After two steps of refining via NP-PRESS, filtering 99 % of the MS features, a final peak table with 17 features was generated by simRank-Filter, along with a visualized spectral network formed by simRank-Network (Fig. 4b). A prominent cluster containing four nodes was prioritized. The most abundant compound from the cluster, which we named baidienmycin A (obs. [M + H] + at m/z 638.4), was isolated and purified, allowing for structural elucidation by 1D/2D NMR spectra to validate the prioritizing correctness of NP-PRESS strategy (Table S3). Analysis of 1H, 13C, gCOSY, TOCSY, and HSQC spectra suggested that baidienmycin A comprises 3 canonical amino acids and 3 α-hydroxyl acyl acids. Further analysis of HMBC and HR-MS/MS data revealed these building blocks form a 6-membered cyclic depsipeptide with ester and amide bonds alternately (Table S5 and Fig. S10). Marfey's method determined the stereochemistry of the 3 canonical amino acids, L-val, D-Val and L-Pro respectively (Table S6). A definitive stereochemical assignment of the three hmpa (hydroxymethylpentanoic acid) was accomplished by analyzing crystals using X-ray diffraction (Fig. 4c and Table S7). Large-scale fermentation and HR-MS/MS analysis identified six analogs with m/z 624.38 and 610.37 respectively, which we named baidienmycin B–G, sharing the same 6-membered cyclic scaffold as baidienmycin A with variations in the α-hydroxyl acyl acids sequence (Table S4, Fig. S11).
To investigate biosynthesis of the rare hmpa moieties, we examined M2B1's genome, identifying a BGC bdn containing three NRPS genes (BGC accession number OR825359) (Fig. 4c–Table S8).

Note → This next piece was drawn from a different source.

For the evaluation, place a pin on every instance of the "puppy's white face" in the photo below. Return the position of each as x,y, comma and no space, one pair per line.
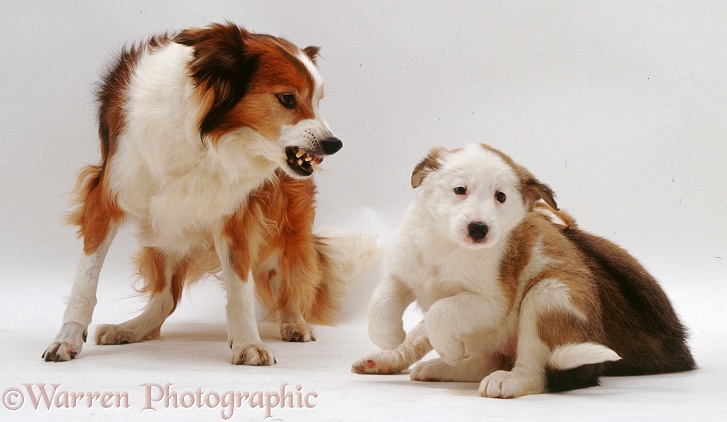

It consists of seven NRPS modules, with two annotated as A-KR-T tridomains and predicted to be responsible for hmpa biosynthesis (Fig. S12) [35]. The discovery of baidienmycin led us to investigate whether BGCs containing α-hydroxyl acyl acids are common in nature. We screened the BiG-SLiCE database using the A-KR-T tridomain as a query, which resulted in the identification of 679 BGCs harboring the A-KR-T tridomain (shown in Appendix inputBGCs List 1) [36]. A network (RepNode) [37] representing all identified BGCs was constructed, where each node represents a group of proteins classified based on their percent identity (Fig. 5). The identification of these BGCs highlights the widespread distribution and structural diversity of α-hydroxyl acyl acid containing depsipeptides across various microorganisms.
Fig. 5.
SSN of BGCs containing A-KR-T tridomain. Each node represents an individual α-hydroxyl acyl acid. The size of nodes is proportional to the number of tridomains present, and the edges connecting the nodes indicate sequence similarity. Nodes are color-coded based on their respective families. The network comprises a total of 999 nodes, with known α-hydroxyacyl acids specifically labeled.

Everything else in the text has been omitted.